Python – Longest Common Subsequence

The Longest Common Subsequence (LCS) problem is a classic dynamic programming challenge. It involves finding the longest subsequence common to two sequences, where the subsequence does not need to occupy consecutive positions in the original sequences. This problem is widely used in areas such as text comparison and bioinformatics.

Problem Statement

Given two sequences, X and Y, the task is to find the length of the longest subsequence that is common to both sequences. If there is no common subsequence, the result should be 0.

Sample Input and Output

Example 1:

</>
Copy
# Input:
X = "ABCBDAB"
Y = "BDCABC"

# One of the possible LCS is "BCAB"
# Output: 4

Explanation: The longest common subsequence between “ABCBDAB” and “BDCABC” is “BCAB”, which has a length of 4. Note that there can be multiple valid LCS with the same length.

Example 2:

</>
Copy
# Input:
X = "AGGTAB"
Y = "GXTXAYB"

# One of the possible LCS is "GTAB"
# Output: 4

Explanation: The longest common subsequence between “AGGTAB” and “GXTXAYB” is “GTAB”, which also has a length of 4.

Solution Approach

To solve the LCS problem using dynamic programming, we construct a 2D table dp where dp[i][j] represents the length of the LCS for the first i characters of sequence X and the first j characters of sequence Y. The recurrence relation is defined as follows:

if X[i-1] == Y[j-1]: dp[i][j] = dp[i-1][j-1] + 1 else: dp[i][j] = max(dp[i-1][j], dp[i][j-1])

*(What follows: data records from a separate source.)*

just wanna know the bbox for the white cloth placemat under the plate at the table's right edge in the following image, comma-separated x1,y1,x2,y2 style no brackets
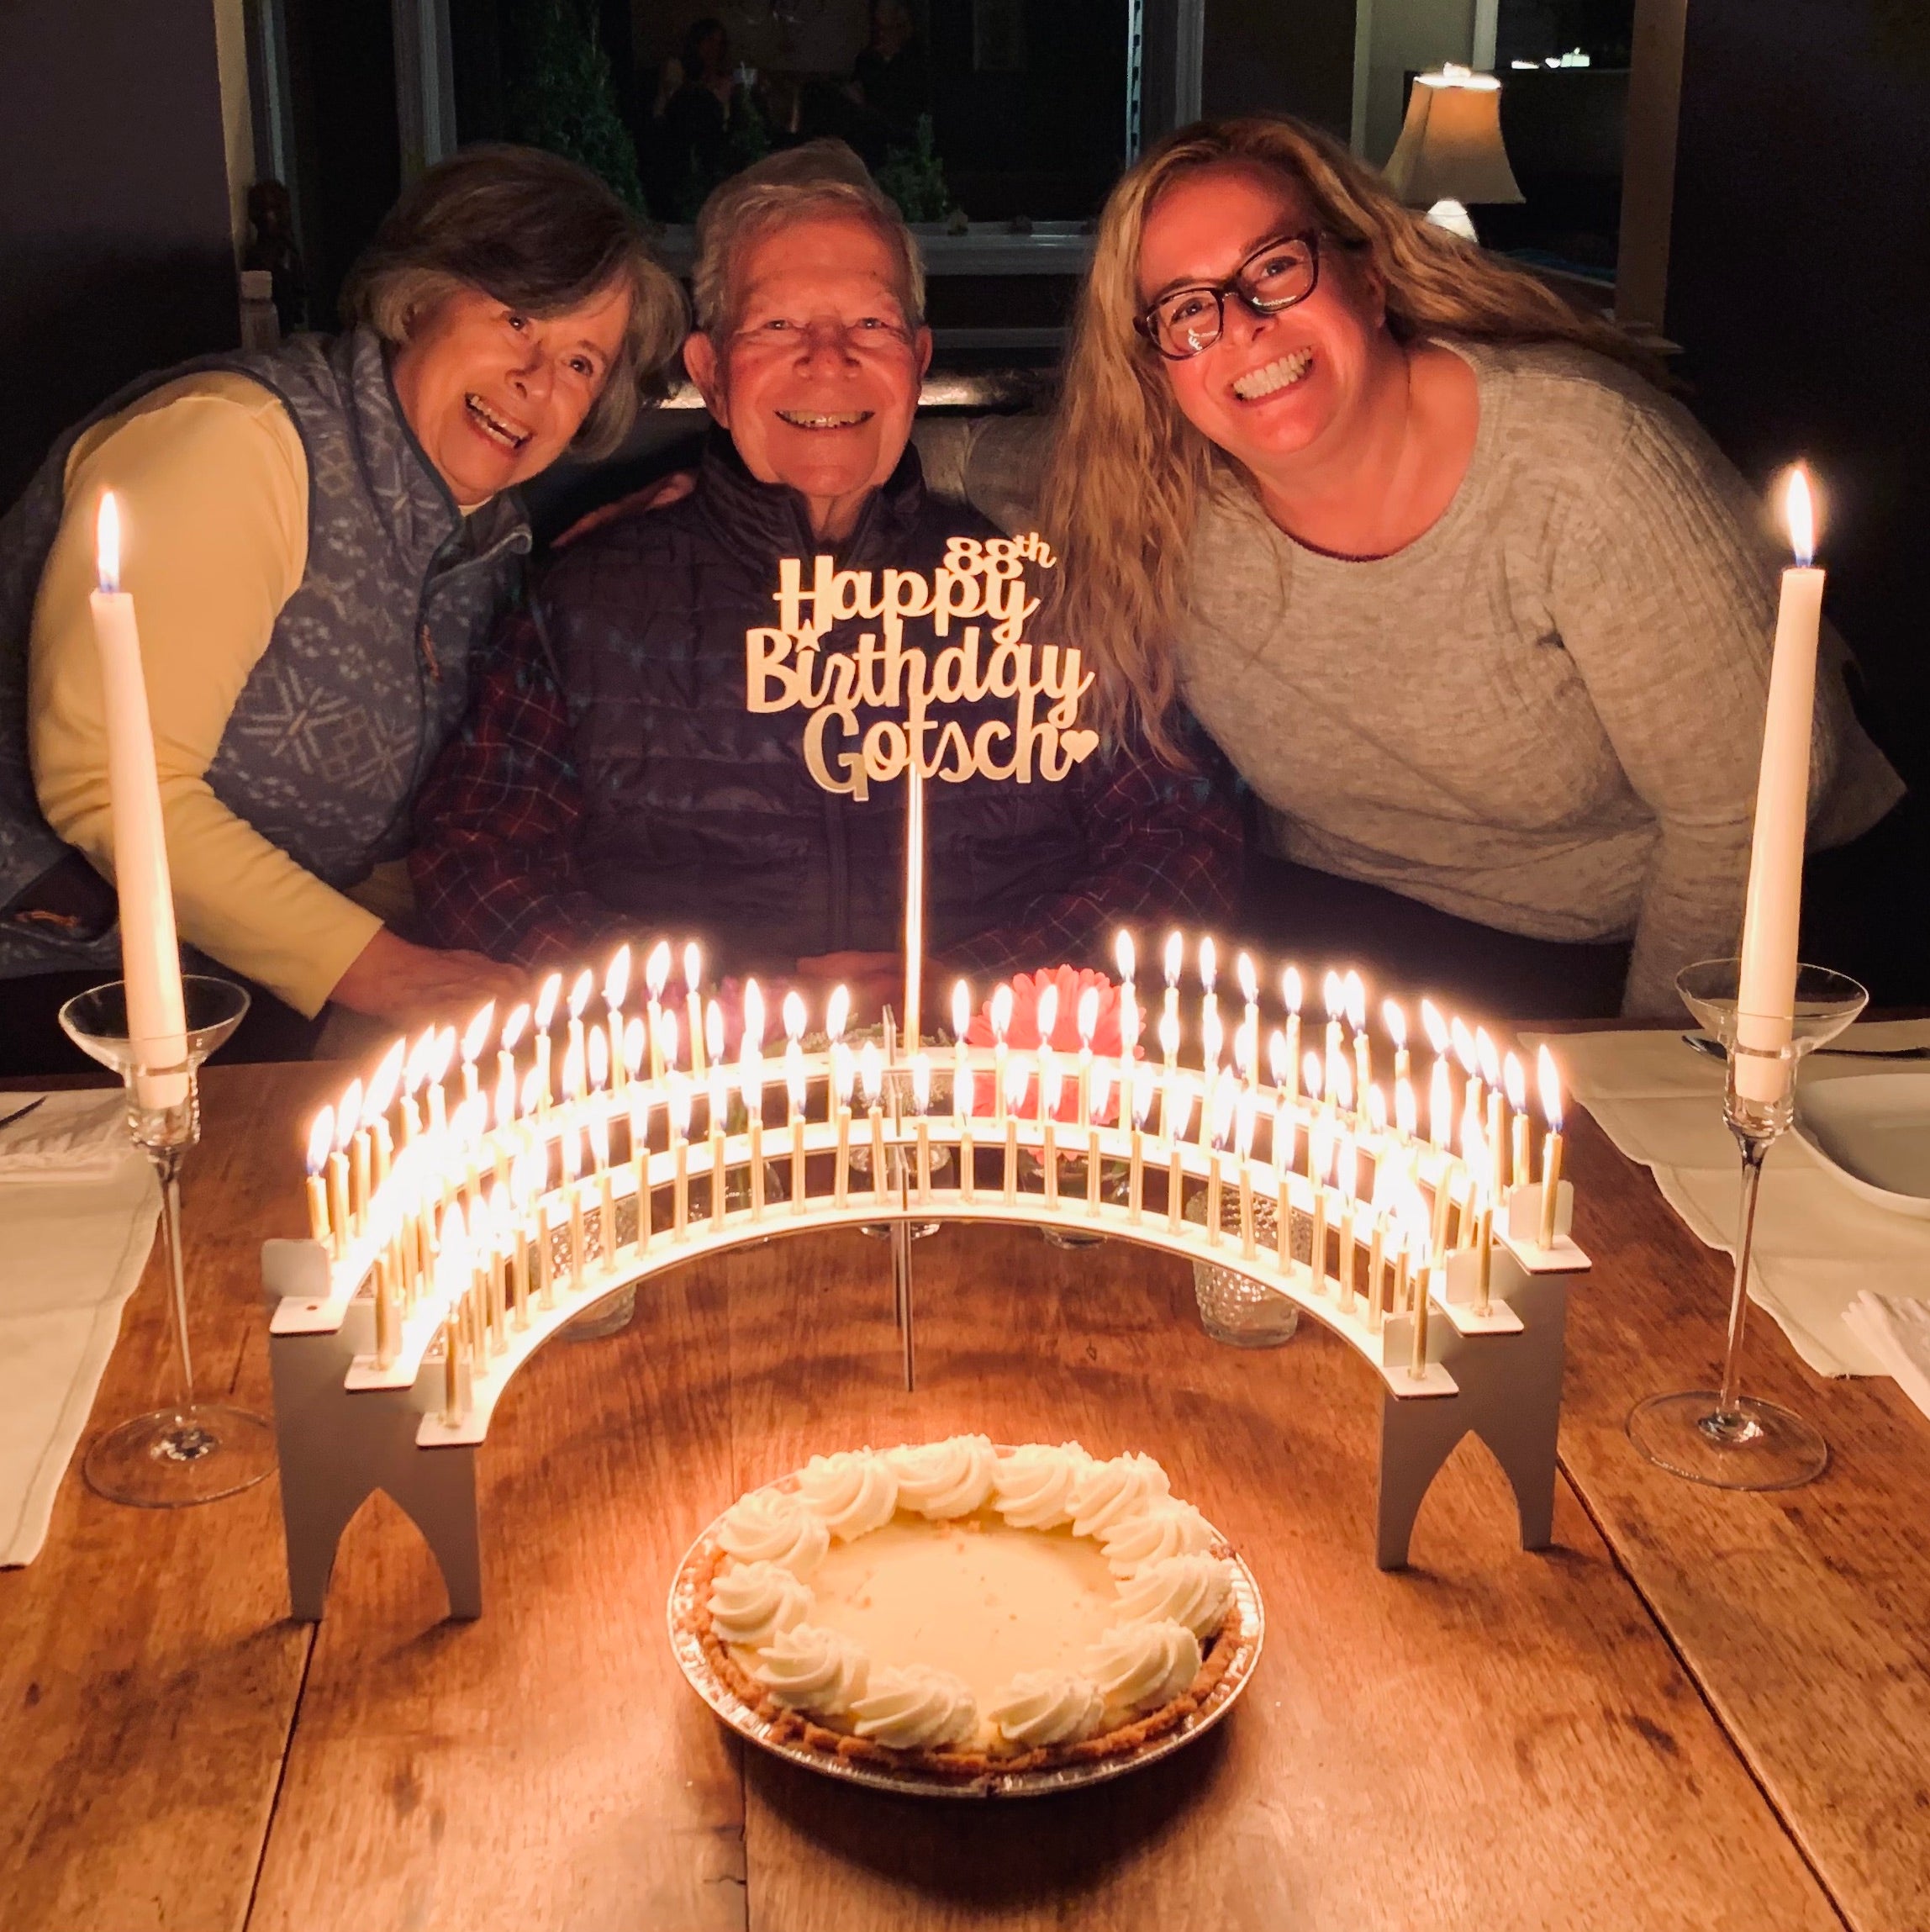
1527,1014,1930,1375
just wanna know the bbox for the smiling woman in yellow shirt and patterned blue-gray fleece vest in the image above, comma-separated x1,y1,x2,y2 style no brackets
0,147,684,1045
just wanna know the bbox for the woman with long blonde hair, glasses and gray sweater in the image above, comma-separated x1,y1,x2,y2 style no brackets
920,119,1901,1014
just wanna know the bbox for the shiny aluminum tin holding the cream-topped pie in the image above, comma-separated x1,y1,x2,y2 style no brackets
667,1468,1265,1798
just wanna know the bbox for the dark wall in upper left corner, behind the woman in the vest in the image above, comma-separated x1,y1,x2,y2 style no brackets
0,0,240,504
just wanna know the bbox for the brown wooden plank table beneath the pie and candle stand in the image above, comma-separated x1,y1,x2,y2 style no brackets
0,1064,1930,1932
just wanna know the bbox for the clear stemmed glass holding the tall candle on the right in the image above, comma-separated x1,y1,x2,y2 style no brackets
1628,960,1870,1490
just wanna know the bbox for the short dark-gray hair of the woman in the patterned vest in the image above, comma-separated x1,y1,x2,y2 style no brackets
342,143,686,456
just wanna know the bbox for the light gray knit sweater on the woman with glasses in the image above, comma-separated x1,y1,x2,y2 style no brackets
918,342,1903,1018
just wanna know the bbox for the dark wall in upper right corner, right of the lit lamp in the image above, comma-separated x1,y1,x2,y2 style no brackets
1667,0,1930,792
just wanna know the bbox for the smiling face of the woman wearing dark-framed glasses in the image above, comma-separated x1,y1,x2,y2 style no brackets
1140,162,1399,478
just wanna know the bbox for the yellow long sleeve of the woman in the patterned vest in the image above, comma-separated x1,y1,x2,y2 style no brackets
29,375,400,1014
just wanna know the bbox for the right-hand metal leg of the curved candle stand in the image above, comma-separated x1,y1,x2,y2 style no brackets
1375,1250,1569,1569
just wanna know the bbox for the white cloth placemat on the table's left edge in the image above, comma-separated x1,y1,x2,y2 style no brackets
0,1091,161,1565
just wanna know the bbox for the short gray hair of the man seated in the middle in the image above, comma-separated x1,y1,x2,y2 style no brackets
689,141,925,336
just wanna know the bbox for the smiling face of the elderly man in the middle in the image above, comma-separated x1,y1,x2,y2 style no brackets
684,214,931,539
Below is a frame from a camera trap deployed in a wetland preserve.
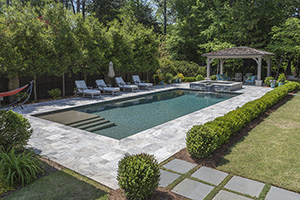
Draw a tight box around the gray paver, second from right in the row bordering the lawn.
[225,176,265,197]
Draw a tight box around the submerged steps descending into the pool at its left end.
[66,116,115,132]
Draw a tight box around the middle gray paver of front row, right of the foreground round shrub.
[172,179,214,200]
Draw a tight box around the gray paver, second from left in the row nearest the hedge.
[192,167,228,185]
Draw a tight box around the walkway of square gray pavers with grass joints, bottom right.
[159,159,300,200]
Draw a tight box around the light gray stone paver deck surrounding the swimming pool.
[15,83,271,189]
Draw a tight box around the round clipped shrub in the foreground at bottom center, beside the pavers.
[117,153,160,200]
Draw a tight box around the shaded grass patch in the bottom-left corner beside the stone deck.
[7,169,109,200]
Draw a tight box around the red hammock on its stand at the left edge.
[0,81,34,109]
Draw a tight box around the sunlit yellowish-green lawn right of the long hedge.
[217,96,300,192]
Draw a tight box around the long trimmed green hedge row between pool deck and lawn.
[186,82,300,158]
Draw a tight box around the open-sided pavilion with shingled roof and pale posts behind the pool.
[202,47,275,80]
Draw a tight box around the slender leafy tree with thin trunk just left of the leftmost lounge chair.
[40,3,79,96]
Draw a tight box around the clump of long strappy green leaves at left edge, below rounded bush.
[0,148,43,186]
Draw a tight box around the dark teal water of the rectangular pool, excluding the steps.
[76,90,237,139]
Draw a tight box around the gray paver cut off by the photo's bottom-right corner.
[266,186,300,200]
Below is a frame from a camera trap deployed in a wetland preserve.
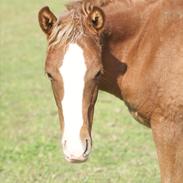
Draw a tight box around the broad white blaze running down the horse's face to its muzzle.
[59,44,86,156]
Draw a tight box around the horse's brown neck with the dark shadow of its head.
[100,0,158,99]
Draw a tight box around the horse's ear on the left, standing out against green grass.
[38,6,57,36]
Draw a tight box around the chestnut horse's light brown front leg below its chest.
[151,119,183,183]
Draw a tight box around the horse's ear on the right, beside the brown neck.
[88,6,105,32]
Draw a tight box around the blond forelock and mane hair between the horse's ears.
[48,0,112,47]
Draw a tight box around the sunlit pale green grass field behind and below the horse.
[0,0,160,183]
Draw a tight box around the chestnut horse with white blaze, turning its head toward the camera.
[38,0,183,183]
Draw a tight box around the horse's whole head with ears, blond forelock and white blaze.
[39,3,104,162]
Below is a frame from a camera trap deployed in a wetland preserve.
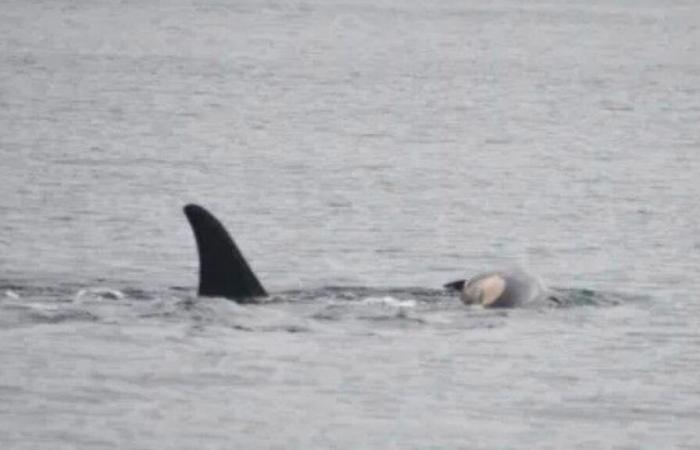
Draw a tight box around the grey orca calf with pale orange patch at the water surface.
[444,270,561,308]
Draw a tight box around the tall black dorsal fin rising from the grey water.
[184,204,267,301]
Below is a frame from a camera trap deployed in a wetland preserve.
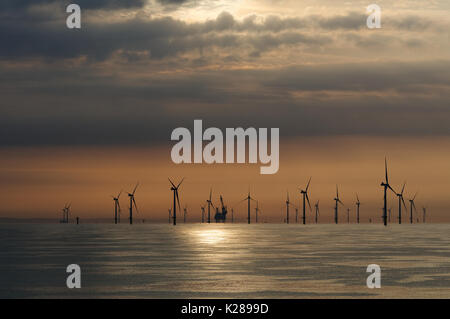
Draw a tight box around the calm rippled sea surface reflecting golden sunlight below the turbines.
[0,224,450,298]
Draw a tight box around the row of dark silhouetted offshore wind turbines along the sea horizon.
[52,158,436,226]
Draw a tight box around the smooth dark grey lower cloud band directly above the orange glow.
[0,61,450,146]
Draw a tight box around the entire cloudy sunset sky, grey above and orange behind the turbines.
[0,0,450,221]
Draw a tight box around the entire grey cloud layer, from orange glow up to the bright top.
[0,0,450,146]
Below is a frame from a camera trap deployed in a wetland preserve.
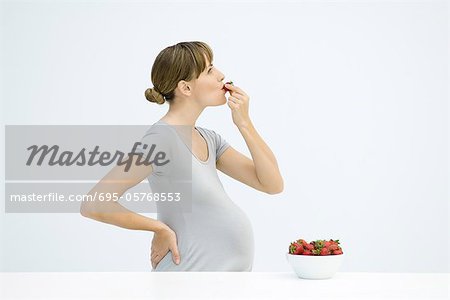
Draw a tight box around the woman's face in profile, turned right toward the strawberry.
[192,59,227,106]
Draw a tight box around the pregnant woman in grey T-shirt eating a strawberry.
[81,42,283,271]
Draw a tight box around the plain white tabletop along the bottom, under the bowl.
[0,272,450,300]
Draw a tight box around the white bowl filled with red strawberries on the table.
[286,239,344,279]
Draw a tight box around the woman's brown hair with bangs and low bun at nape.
[145,41,213,104]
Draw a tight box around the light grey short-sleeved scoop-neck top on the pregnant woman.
[135,120,254,272]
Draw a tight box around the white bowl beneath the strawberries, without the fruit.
[286,253,344,279]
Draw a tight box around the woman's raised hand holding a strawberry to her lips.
[225,83,250,127]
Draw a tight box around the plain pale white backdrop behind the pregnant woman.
[0,1,450,272]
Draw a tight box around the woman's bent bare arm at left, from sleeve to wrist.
[80,155,164,232]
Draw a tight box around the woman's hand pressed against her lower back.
[150,224,180,269]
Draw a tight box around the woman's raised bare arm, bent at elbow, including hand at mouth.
[216,84,283,194]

We initialize the first row and first column of the table with 0 because an empty sequence has an LCS of length 0 with any other sequence.

Python Program

Iterative Dynamic Programming Approach

</>
Copy
def lcs_length(X, Y):
    """
    Compute the length of the longest common subsequence (LCS) between sequences X and Y.
    
    Parameters:
    X (str): First sequence.
    Y (str): Second sequence.
    
    Returns:
    int: Length of the LCS.
    """
    m = len(X)
    n = len(Y)
    
    # Initialize a (m+1) x (n+1) DP table with all values as 0.
    dp = [[0] * (n + 1) for _ in range(m + 1)]
    
    # Build the dp table in bottom-up manner.
    for i in range(1, m + 1):
        for j in range(1, n + 1):
            if X[i - 1] == Y[j - 1]:
                dp[i][j] = dp[i - 1][j - 1] + 1
            else:
                dp[i][j] = max(dp[i - 1][j], dp[i][j - 1])
    
    return dp[m][n]

# Test examples
print("LCS Length Example 1:")
X1 = "ABCBDAB"
Y1 = "BDCABC"
print("LCS length for X = '{}' and Y = '{}' is:".format(X1, Y1), lcs_length(X1, Y1))
# Expected output: 4

print("\nLCS Length Example 2:")
X2 = "AGGTAB"
Y2 = "GXTXAYB"
print("LCS length for X = '{}' and Y = '{}' is:".format(X2, Y2), lcs_length(X2, Y2))
# Expected output: 4

Explanation: In this solution, we create a 2D list dp where each entry dp[i][j] holds the length of the LCS for the substrings X[0:i] and Y[0:j]. We iterate through each character of both sequences. If the characters match, we add 1 to the result of the previous subproblem dp[i-1][j-1]; otherwise, we take the maximum of the two possible subproblems dp[i-1][j] and dp[i][j-1]. The final answer is found at dp[m][n], where m and n are the lengths of X and Y, respectively.

Conclusion

In this tutorial, we explored the Longest Common Subsequence problem and demonstrated how to solve it using a dynamic programming approach. We walked through the problem statement, examined sample inputs and outputs with detailed explanations, and implemented an iterative solution in Python. This approach, with a time complexity of O(m*n), is effective for solving the LCS problem and is a common topic in technical interviews.